I don't know if Ann and Dana had blinders on which prevented them from seeing prolife people who don't match their stereotypes of prolifers but their descriptions of the audience are simply inaccurate. I have a sneaking suspicion that the young woman sitting next to my wife during the morning session was Ann. My wife and I are both in our 20's while a friend who was sitting next to me is a woman in her 30's. From my memory, the audience was split fairly evenly with regards to gender and I think there were even more women in the audience than men. I remember one older gentleman who was probably in his 60's. There were a couple of men (3 or 4) who were probably in their 40's. There were a number of middle-aged women, some college students from LSU, and a fair number of men in their 20's like myself. I also noticed a fair number of younger women. I don't know if they were almost all there as reporters as Ann claims. There were a number of young men whom I assumed worked for the Family Research Council who would come in and out and the audience grew larger when Senator Brownback arrived because I'm guessing he brought some of his staff. I think most of the children (2 or 3) there were the children of Charmaine Yoest (FRC's Vice-President of Communications). Tim from Prolifeblogs might have also brought a son along as well.
Ann also claims that "(t)here was also much talk about how the annual March for Life never receives any coverage from the "secular media."" I attended the whole conference (with the exception of David Prentice's speech at the end) and I don't ever recall hearing anything like that. The liberal bent of the mainstream media was mentioned from the podium but I don't recall the March for Life being mentioned with regards to media coverage. Did Ann hear that from a speaker or one of the conference attendees? Who said that exactly?

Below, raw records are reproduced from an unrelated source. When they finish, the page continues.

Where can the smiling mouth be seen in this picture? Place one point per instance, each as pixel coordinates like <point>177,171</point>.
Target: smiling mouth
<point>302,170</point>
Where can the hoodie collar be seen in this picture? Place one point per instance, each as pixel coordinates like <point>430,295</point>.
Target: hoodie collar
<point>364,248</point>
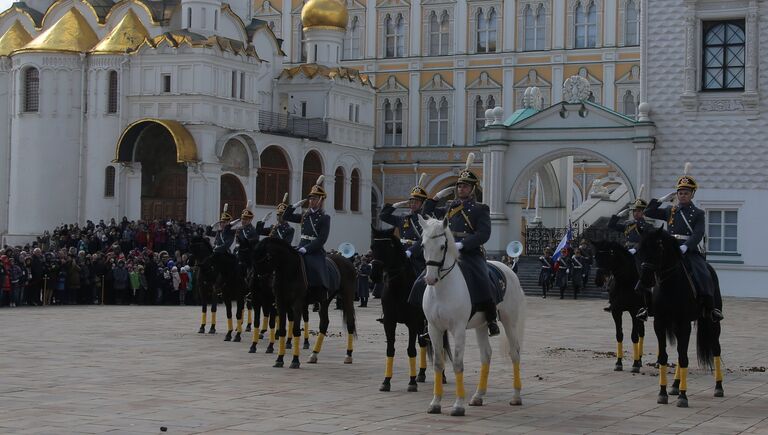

While I know some prolifers feel the March doesn't get the media attention it deserves, I doubt anyone would claim it never gets any.
I think the oddest part of Ann's analysis is when she writes,
See, if you ask Sam Brownback, one of the problems with America is that we treat fetuses as second-class citizens, much like African-Americans were treated in the pre-civil rights era. Does this seem more than a little insulting to anyone else? Saying that black people and fetuses (and really, embryos) should be considered "equally human"? Wow.
Wow indeed. It's amazing Ann seems to be so ignorant of the prolife view that she doesn't understand prolifers view all human beings regardless of race, development, size, etc. as being "equally human." This is the basic premise of the prolife movement yet Ann thinks she came across the Northwest Passage.